Fight damages to be settled without legal action
April 4, 1989
Despite the attempts of one NIU official, damages resulting from the March 24 fight between Phi Kappa Sigma and members of the NIU football team will be settled between the groups without legal action.
Larry Bolles, director of the University Judicial Office, said he encouraged members of both groups to file charges through the judicial office, but both parties declined to do so.
“I was not part of the agreement” not to seek further legal action, Bolles said.
Although the parties involved “can and should file a complaint,” Bolles said members of the football team and the fraternity “refused” to file charges as a result of the incident.
“I can’t find anybody that really knows who hit whom,” he said.
After the incident, letters were sent to the fraternity and the football team encouraging the respective groups to file charges and to emphasize the seriousness of the situation, Bolles said.
“These things are serious, people are going to Kish (Kishwaukee Community Hospital),” he said.

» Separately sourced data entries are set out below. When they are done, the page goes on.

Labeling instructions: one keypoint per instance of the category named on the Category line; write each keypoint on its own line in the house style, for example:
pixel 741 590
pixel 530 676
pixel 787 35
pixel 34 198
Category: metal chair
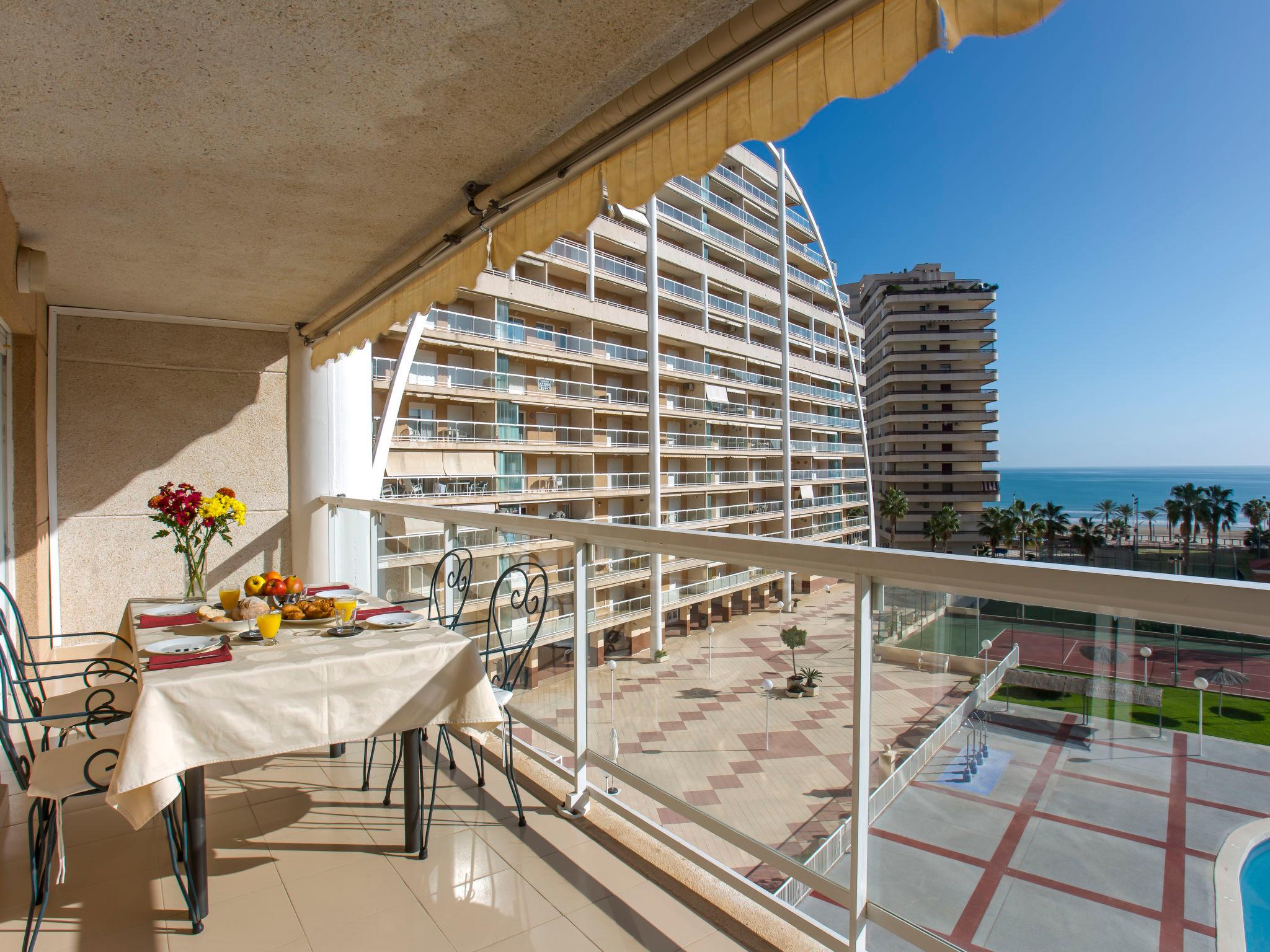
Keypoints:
pixel 52 774
pixel 110 683
pixel 453 574
pixel 526 588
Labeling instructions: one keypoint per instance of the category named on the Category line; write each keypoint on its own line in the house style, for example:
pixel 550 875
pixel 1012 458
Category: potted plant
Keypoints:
pixel 812 678
pixel 794 639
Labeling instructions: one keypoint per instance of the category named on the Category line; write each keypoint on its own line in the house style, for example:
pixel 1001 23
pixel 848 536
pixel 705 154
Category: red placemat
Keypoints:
pixel 159 621
pixel 162 663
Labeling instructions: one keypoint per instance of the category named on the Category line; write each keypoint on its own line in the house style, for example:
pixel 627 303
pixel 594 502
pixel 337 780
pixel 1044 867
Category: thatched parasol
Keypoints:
pixel 1223 678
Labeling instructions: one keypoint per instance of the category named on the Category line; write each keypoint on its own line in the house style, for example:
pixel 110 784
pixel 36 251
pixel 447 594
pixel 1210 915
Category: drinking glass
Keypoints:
pixel 270 622
pixel 346 609
pixel 229 599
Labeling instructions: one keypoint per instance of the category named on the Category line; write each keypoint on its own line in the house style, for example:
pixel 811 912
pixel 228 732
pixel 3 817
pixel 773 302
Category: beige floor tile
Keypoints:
pixel 543 835
pixel 556 936
pixel 406 928
pixel 345 894
pixel 578 876
pixel 641 918
pixel 257 922
pixel 489 910
pixel 717 942
pixel 306 838
pixel 453 861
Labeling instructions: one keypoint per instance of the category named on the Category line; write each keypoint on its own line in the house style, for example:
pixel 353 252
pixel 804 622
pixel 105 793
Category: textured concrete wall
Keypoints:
pixel 25 315
pixel 144 403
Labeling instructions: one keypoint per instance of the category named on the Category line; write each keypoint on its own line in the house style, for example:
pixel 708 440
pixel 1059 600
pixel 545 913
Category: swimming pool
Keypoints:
pixel 1255 891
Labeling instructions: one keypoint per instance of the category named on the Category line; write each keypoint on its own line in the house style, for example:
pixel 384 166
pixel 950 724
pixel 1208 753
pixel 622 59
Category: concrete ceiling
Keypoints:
pixel 259 162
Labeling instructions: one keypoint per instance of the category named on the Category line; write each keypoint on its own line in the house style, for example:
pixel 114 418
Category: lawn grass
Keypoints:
pixel 1245 719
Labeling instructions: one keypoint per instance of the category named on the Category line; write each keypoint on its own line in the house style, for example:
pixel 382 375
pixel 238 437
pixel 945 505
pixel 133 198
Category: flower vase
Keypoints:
pixel 196 576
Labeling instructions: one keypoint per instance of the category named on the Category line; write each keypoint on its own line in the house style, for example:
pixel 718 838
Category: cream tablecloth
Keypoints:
pixel 310 690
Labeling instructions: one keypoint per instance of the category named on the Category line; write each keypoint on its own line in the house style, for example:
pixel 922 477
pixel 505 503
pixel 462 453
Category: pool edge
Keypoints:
pixel 1226 884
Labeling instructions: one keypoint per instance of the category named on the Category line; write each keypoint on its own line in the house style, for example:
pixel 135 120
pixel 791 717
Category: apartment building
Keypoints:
pixel 535 394
pixel 929 353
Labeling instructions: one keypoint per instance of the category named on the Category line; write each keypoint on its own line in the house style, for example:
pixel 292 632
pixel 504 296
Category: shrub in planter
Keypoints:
pixel 794 639
pixel 812 681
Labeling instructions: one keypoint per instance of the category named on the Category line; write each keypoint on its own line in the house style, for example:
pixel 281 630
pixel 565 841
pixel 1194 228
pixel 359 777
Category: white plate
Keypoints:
pixel 340 594
pixel 169 611
pixel 394 620
pixel 310 622
pixel 228 626
pixel 184 645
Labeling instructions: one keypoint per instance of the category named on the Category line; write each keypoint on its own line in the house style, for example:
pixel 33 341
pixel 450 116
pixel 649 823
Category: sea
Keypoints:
pixel 1077 490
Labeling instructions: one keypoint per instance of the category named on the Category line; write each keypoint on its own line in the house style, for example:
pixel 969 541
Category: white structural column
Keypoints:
pixel 393 405
pixel 591 265
pixel 861 708
pixel 784 283
pixel 575 801
pixel 846 335
pixel 329 448
pixel 654 430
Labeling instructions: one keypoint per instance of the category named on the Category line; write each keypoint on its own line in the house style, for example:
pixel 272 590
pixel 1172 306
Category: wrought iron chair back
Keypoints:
pixel 526 588
pixel 453 573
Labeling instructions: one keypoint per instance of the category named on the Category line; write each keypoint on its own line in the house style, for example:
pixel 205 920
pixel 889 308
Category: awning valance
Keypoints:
pixel 469 464
pixel 861 52
pixel 414 462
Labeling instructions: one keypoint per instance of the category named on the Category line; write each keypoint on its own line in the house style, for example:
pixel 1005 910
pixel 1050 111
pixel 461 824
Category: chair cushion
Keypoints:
pixel 59 772
pixel 121 696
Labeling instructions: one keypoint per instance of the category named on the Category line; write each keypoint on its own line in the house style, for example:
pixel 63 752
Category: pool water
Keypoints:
pixel 1255 889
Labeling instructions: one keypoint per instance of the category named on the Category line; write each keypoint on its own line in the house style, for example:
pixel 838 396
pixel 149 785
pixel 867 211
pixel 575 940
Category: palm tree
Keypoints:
pixel 1105 508
pixel 995 527
pixel 1055 523
pixel 1151 516
pixel 1086 537
pixel 1189 499
pixel 894 507
pixel 1220 512
pixel 1028 517
pixel 1256 512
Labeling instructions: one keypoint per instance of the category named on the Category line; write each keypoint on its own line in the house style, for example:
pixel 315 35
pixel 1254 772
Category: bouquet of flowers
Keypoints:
pixel 193 519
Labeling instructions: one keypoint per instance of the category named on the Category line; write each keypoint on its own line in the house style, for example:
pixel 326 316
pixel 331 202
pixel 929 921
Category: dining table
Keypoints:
pixel 311 689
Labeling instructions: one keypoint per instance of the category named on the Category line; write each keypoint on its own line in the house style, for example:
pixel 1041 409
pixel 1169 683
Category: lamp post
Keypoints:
pixel 1201 683
pixel 613 690
pixel 1135 530
pixel 768 706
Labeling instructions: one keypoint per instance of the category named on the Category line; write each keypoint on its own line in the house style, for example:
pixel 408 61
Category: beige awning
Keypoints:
pixel 469 464
pixel 414 462
pixel 853 50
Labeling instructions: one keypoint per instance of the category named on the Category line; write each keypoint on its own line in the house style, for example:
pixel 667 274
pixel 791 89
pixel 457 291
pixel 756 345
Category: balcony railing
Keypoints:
pixel 574 714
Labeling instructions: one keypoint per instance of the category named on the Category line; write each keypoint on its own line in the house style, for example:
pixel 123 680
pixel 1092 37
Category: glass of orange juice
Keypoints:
pixel 346 609
pixel 269 624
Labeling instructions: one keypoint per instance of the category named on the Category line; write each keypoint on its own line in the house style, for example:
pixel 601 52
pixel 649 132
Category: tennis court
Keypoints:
pixel 1083 650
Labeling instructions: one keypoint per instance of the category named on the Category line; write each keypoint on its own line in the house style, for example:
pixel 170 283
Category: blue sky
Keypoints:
pixel 1110 169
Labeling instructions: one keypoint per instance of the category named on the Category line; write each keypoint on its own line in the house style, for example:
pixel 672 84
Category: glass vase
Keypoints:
pixel 196 576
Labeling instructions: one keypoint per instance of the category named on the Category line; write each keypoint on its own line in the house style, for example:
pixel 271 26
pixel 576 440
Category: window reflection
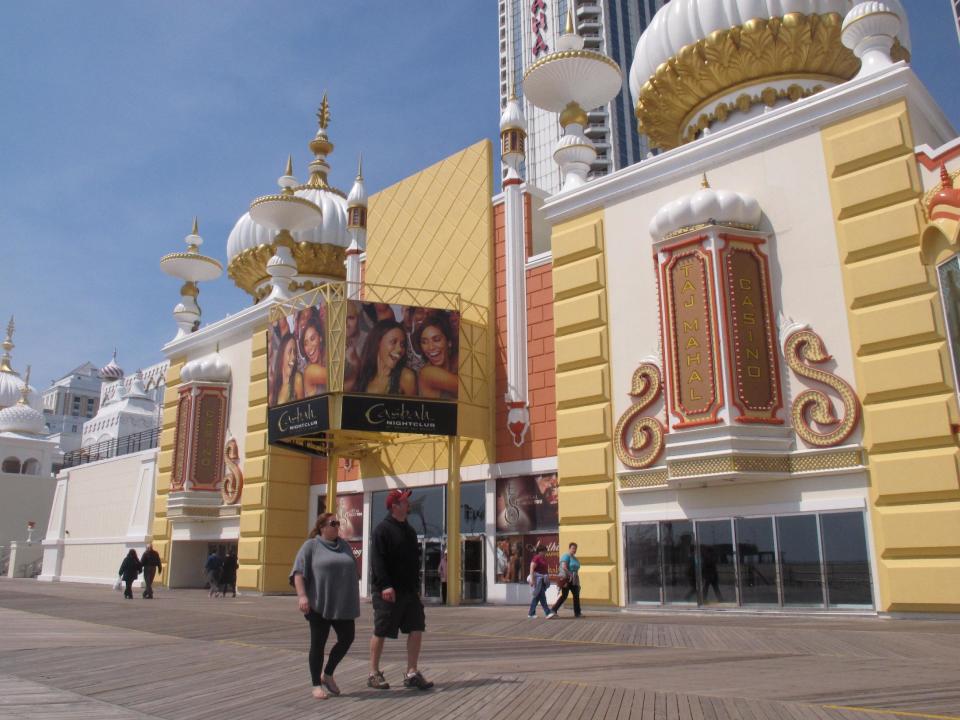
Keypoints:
pixel 758 561
pixel 845 559
pixel 800 560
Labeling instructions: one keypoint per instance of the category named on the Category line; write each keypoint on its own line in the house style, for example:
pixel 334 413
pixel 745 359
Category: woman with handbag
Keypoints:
pixel 570 573
pixel 539 582
pixel 325 577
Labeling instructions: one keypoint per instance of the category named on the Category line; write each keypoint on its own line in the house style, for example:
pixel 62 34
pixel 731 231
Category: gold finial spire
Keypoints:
pixel 323 114
pixel 25 390
pixel 7 346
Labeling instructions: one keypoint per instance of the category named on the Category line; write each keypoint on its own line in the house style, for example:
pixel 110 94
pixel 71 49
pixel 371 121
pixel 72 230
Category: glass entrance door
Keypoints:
pixel 431 550
pixel 473 577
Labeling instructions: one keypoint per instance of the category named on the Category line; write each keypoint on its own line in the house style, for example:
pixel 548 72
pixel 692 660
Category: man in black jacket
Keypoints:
pixel 151 567
pixel 395 559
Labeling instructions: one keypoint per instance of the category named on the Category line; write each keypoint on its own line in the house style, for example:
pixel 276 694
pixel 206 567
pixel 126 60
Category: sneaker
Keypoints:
pixel 417 680
pixel 377 681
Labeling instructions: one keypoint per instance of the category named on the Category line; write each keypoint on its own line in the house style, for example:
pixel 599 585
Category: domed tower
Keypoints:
pixel 11 386
pixel 357 225
pixel 704 65
pixel 319 252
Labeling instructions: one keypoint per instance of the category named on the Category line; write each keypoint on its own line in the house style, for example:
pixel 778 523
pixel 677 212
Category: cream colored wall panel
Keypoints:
pixel 587 503
pixel 920 472
pixel 580 313
pixel 584 463
pixel 918 529
pixel 583 387
pixel 583 425
pixel 581 349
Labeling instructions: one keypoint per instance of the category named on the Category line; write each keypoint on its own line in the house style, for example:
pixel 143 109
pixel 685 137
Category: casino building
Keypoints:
pixel 728 372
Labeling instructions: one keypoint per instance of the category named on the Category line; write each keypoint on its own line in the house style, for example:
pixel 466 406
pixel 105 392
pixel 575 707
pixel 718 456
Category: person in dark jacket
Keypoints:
pixel 151 567
pixel 395 558
pixel 212 568
pixel 129 571
pixel 228 574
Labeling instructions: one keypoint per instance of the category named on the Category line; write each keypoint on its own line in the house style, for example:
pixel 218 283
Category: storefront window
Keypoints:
pixel 718 574
pixel 845 559
pixel 758 561
pixel 526 517
pixel 800 560
pixel 679 562
pixel 473 503
pixel 643 563
pixel 763 561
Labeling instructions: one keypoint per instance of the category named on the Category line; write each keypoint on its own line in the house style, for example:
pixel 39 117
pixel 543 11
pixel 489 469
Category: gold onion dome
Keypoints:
pixel 319 251
pixel 703 64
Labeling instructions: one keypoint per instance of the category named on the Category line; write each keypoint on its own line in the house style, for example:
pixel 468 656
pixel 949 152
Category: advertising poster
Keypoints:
pixel 297 356
pixel 527 503
pixel 401 350
pixel 515 553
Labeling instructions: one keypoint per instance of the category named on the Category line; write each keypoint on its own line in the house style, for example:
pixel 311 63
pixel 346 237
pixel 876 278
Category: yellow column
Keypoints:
pixel 587 499
pixel 274 513
pixel 901 360
pixel 453 521
pixel 160 528
pixel 331 501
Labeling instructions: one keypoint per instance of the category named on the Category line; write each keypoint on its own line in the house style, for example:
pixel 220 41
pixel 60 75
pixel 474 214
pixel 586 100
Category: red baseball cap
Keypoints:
pixel 395 496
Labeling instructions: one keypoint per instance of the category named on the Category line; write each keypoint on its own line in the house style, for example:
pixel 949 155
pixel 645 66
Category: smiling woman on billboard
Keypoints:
pixel 383 370
pixel 437 343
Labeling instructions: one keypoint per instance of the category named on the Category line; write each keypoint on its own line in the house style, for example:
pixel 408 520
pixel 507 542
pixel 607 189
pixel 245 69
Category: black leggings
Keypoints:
pixel 319 630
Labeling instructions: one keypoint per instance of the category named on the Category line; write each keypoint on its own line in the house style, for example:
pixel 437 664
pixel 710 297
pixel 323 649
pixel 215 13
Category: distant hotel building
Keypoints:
pixel 528 31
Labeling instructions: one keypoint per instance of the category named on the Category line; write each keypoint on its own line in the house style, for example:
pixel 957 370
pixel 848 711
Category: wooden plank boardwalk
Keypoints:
pixel 74 651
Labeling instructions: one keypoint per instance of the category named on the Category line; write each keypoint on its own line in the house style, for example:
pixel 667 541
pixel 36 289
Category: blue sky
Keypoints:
pixel 121 121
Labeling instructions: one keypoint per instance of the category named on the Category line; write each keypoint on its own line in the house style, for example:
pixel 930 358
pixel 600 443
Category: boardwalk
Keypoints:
pixel 70 651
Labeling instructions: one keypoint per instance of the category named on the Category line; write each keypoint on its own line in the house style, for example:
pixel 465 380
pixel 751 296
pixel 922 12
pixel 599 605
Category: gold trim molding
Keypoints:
pixel 248 269
pixel 785 465
pixel 795 44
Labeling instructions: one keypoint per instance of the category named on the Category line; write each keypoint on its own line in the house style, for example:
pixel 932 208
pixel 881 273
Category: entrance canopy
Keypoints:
pixel 346 375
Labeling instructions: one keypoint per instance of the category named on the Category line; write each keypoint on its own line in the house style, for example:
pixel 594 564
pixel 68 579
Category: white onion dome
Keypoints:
pixel 209 368
pixel 512 116
pixel 705 64
pixel 706 207
pixel 111 371
pixel 11 390
pixel 21 418
pixel 319 251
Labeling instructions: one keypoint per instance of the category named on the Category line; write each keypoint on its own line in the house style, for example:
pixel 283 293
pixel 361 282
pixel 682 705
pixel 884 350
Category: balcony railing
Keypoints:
pixel 113 448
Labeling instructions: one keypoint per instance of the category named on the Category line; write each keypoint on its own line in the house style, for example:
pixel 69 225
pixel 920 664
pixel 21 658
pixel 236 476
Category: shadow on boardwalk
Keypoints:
pixel 74 651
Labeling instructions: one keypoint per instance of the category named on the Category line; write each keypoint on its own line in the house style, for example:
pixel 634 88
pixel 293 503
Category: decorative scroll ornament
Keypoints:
pixel 232 474
pixel 640 439
pixel 800 348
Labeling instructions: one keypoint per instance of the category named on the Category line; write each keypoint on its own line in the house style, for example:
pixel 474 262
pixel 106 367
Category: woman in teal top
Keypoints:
pixel 570 569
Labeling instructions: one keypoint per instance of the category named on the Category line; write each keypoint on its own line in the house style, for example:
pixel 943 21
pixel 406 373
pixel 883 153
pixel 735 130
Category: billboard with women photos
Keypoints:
pixel 401 350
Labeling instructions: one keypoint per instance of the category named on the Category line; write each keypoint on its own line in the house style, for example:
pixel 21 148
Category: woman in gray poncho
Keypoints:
pixel 325 576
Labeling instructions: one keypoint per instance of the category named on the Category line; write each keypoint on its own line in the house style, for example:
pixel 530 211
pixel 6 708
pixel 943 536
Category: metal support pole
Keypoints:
pixel 454 571
pixel 332 462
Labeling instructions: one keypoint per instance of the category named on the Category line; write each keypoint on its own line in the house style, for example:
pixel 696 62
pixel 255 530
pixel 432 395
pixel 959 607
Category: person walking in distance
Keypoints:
pixel 569 571
pixel 395 559
pixel 325 577
pixel 151 567
pixel 212 568
pixel 129 571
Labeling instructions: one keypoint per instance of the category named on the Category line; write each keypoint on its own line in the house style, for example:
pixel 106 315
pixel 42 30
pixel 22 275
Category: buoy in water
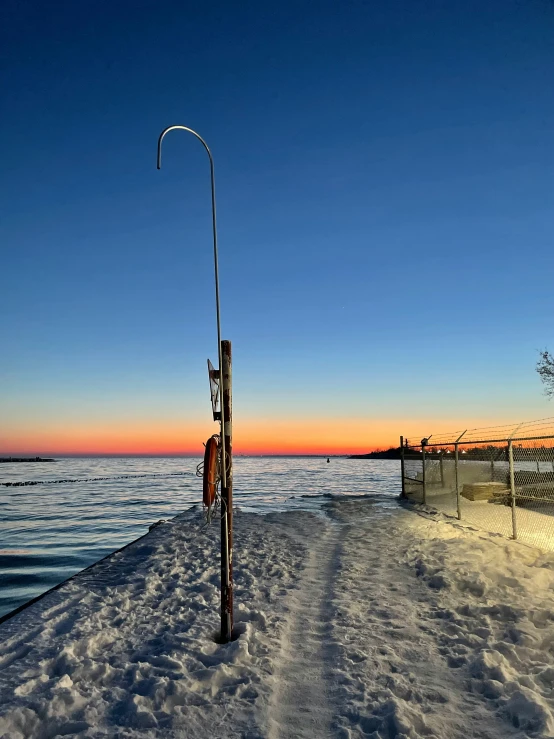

“I don’t know who is guilty,” Bolles said, but “this is the final warning about fighting on Greek Row.”
Head football coach Jerry Pettibone said the players involved were disciplined through the team for their involvement and will pay for a portion of the damages. Pettibone declined to explain the nature of the discipline or the players involved.
However, Pettibone said Greek Row was placed “off-limits” for the rest of the semester to players not involved in a fraternity. Players that are fraternity members can participate only in activities that do not involve other fraternities, he said.
Mike Linehan, the fraternity’s president, said it was “much easier” not to file charges.
Confusion of who hit whom and the “hastle with the courts” deterred both parties from filing charges, he said.
Dan Olson, fraternity house father and a Biology faculty assistant, said the football players are expected to pay 50 percent of the repair cost. Olson said the fraternity received three different estimates with a repair cost of “roughly $250.”
Linehan said three glass panels on a trophy case were smashed and the house’s front door was damaged in the incident.
Pettibone said a meeting between himself, DeKalb Police Investigator Jim Rhodes, Associate Athletic Director Clarence Hudson, Linehan and Olson provided insight on possible ideas to prevent similiar incidents in the future.
A fall gathering with fraternity members and football players was suggested in the hopes of eliminating the adversarial feeling between football players and Greek Row, Pettibone said.
“We want our guys to be interested in the greek life in college” and the NIU greek students to know that “it’s their team,” he said.
Olson said fraternity members are “very pleased with the professionalism the athletic department” showed in the handling of the incident.